While a WHO study suggested a link between red meat consumption and pancreatic and prostate cancer, Dr. Ken Berry, a meat-based diet advocate, clarified in a YouTube video that these were the weakest types of studies, as causal connections couldn’t be definitively proven from epidemiological studies.
“You can say, ‘This looks highly correlated, this looks like it’s causing this,'” Dr. Berry said. “But you can never definitively prove cause and effect from this type of study, an observational study.”

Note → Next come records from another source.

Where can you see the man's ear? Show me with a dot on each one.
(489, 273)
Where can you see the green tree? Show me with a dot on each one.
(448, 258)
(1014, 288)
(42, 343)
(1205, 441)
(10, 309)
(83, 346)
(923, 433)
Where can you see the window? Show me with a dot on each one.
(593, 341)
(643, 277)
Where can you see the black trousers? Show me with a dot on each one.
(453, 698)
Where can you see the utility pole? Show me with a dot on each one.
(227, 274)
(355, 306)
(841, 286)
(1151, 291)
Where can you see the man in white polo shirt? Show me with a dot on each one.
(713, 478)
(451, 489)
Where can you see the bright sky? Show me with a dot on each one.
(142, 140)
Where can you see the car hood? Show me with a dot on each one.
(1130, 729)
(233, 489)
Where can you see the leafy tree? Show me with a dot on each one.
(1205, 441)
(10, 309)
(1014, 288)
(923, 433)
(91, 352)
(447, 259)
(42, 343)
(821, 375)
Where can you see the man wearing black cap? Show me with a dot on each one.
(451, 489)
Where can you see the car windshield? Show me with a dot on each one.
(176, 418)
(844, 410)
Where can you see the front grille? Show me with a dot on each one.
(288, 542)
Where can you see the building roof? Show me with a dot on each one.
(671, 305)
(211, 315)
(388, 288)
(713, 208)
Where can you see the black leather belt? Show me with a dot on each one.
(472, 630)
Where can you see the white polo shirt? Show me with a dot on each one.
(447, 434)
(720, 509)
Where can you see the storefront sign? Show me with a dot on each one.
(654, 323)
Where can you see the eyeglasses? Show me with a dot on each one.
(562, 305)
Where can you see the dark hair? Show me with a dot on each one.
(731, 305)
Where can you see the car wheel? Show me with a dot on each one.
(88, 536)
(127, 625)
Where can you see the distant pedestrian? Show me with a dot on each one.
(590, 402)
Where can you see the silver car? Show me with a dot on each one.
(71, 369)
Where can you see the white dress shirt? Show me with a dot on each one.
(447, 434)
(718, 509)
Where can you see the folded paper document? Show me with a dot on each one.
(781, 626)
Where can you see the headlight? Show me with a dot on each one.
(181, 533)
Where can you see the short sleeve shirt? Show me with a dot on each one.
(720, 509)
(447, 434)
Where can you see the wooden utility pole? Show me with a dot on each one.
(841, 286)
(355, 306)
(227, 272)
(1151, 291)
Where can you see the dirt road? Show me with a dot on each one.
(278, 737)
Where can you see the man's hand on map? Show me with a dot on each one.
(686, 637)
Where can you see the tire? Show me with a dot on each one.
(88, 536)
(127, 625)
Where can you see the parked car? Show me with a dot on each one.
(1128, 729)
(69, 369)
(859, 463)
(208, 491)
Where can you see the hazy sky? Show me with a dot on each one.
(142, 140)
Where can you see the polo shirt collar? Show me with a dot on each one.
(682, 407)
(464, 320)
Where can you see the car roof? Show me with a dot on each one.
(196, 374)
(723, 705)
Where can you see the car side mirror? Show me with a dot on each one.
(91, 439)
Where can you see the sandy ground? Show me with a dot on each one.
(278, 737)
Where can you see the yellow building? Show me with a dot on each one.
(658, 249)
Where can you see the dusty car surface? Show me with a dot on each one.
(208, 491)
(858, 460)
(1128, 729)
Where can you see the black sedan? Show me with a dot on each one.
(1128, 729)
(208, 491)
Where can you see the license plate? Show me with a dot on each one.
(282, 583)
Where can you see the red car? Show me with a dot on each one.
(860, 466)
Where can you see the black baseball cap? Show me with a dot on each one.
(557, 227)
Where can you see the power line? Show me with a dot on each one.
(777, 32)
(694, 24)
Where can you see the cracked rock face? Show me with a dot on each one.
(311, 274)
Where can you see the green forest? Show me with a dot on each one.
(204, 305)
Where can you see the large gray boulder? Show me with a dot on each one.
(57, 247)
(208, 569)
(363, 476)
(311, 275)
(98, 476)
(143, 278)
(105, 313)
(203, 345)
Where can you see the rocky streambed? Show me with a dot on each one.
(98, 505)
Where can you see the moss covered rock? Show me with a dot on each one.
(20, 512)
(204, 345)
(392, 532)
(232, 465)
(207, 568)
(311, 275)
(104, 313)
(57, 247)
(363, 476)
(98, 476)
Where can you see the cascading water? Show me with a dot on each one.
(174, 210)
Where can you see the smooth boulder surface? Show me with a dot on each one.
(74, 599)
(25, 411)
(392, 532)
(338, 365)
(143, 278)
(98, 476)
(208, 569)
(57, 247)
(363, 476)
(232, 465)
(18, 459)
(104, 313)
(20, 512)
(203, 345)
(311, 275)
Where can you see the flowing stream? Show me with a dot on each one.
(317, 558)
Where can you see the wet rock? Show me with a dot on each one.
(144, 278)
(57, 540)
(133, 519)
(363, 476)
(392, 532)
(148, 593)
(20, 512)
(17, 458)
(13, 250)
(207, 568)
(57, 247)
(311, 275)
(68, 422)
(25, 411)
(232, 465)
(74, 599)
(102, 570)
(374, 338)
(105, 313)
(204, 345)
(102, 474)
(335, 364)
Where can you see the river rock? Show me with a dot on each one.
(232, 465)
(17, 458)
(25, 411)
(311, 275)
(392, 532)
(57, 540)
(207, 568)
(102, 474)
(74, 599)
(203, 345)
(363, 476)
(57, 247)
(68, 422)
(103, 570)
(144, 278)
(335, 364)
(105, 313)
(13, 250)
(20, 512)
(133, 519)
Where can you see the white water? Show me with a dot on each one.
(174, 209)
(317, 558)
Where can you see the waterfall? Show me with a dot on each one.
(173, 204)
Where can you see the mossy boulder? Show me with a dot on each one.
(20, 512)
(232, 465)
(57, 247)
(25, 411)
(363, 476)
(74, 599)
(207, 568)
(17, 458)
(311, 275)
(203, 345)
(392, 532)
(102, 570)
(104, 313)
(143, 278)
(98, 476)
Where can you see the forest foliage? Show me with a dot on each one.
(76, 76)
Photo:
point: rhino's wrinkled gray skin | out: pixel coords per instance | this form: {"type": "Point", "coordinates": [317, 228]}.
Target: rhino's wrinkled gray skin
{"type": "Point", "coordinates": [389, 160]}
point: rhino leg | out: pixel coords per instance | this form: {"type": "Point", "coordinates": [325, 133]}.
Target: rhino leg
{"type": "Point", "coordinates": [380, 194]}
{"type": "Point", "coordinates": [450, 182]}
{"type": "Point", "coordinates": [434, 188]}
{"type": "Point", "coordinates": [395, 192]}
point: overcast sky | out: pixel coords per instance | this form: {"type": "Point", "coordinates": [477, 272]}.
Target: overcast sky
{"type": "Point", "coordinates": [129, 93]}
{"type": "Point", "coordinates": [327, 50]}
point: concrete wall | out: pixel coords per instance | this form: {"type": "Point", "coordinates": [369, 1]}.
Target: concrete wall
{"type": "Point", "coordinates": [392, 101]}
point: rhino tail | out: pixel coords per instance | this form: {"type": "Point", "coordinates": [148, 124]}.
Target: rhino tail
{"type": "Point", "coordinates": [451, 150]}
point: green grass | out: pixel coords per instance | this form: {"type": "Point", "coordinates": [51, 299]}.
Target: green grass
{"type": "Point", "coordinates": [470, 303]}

He gave an example: Nicolas Cage movies.
“A study showed that every time a new Nicolas Cage movie came out, there was an increase in family swimming pool drownings,” he said. “That’s absurd, right? Clearly, Nicolas Cage isn’t responsible for these people dying in their own pools, but you can prove that correlation, but that doesn’t mean there’s causation.”
He mentioned hundreds of such refutation studies by scientists.
Dr. Berry shared two large studies contradicting the WHO: one on colon polyps and another on women’s health advocacy, both finding significantly lower cancer rates for red meat eaters.
“I have a lot of respect for those doctors,” Bockness told the newspaper, now wanting to support meat-based diets by sharing his journey.
“I don’t think my doctor wants to kill me,” he said. “I think the medical school, Vanguard, and all these pharmaceutical companies fund these epidemiological studies.”
In dissecting food conspiracies, he emphasized the so-called “fat-shaming” that breeds paranoia. He called it “brainwashing propaganda.”
Striving to reach 280 pounds, he lamented to others still suffering, “You have the right to your weight, and you should be proud of your body.”
“In Christian culture, we don’t hate cancer patients,” he said. “We hate cancer because it killed our brothers and sisters.”
He added, “I hate obesity because it kills our brothers and sisters.”